Are you ready for this? It’s a good bet you’ll need a COVID-19 immunity “passport” to travel internationally in the near future — and you may even need it to fly domestically if the airlines get their way.

But might you also need it to attend community events or frequent your favorite pub or restaurant? It’s a startling, vexing question being raised in media reports and in debates around the globe in health and civil liberties circles — even as North Kansas City-based Cerner and other health care technology companies work to create what are known as “vaccine credentials.”

And, oh by the way, it’s a question with no good answers.

“I think that would take a lot of real careful thought and scrutiny before we would go there,” said Kansas City Health Director Dr. Rex Archer.

That says a lot, given that Archer is a huge and longtime proponent of requiring immunization histories on travel passports — which he says could prevent outbreaks of measles, tuberculosis and other diseases largely eradicated in the U.S.

In terms of international travel Archer, like a growing number of countries, sees the value of requiring proof of COVID-19 immunity.

“You can get anywhere in this world now in 24 hours. So, globally, our real risk isn’t military attacks. Our risk is mother nature and natural outbreaks,” he said. “And we’re not learning our lessons from this coronavirus to prepare. I think that passport vaccination issue would be an important strategy in protecting us.”

Ethical questions surround access to vaccines

But requiring a COVID-19 vaccine passport domestically or even locally is a horse of a different color, according to Archer: “There are a lot of ethical concerns that have to be thought through. Almost any rule or law or regulation that we pass, if it is not implemented appropriately, can be unjust or unfair or target certain vulnerable populations.”

How vulnerable populations are treated in the vaccination process — and what the process means for someone’s freedom to move about the community and country — is of great concern as well to University of Kansas Medical Center ethicist Dr. Tarris Rosell, also of the nonprofit Center for Practical Bioethics.

Rosell said a proof-of-immunity requirement could be a “scarlet letter in reverse,” if those without the proof are shunned. And he said vulnerable populations, especially minority populations, might be disproportionately affected, since vaccinations in those communities are lagging those of white Americans.
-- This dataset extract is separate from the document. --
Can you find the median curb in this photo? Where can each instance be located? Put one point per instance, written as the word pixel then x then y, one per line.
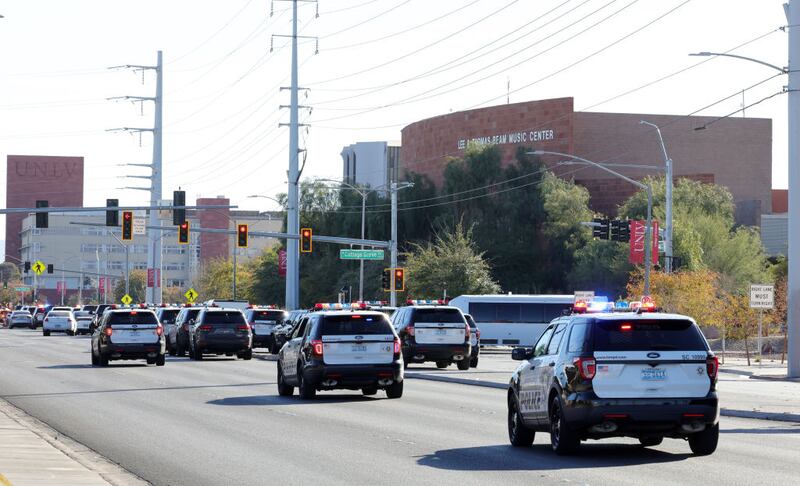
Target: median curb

If we open up travel and commerce only to those who’ve been vaccinated, what about those who are unable to access the vaccines?

Rosell also noted an October article in the U.K.-based medical journal the Lancet that says, in part, “Some have argued that immunity passports are unethical and impractical, pointing to uncertainties relating to COVID-19 immunity, issues with testing, perverse incentives, doubtful economic benefits, privacy concerns, and the risk of discriminatory effects.”

The article also warns that “permitting immune individuals to exercise more freedoms than those who are not immune would undermine the message that we are ‘all in this together.’”

Restaurants, schools, airplanes need people in seats

Still, Rosell said, it’s only right and fair to let immunized residents go about their lives — which is what businesses desperately need.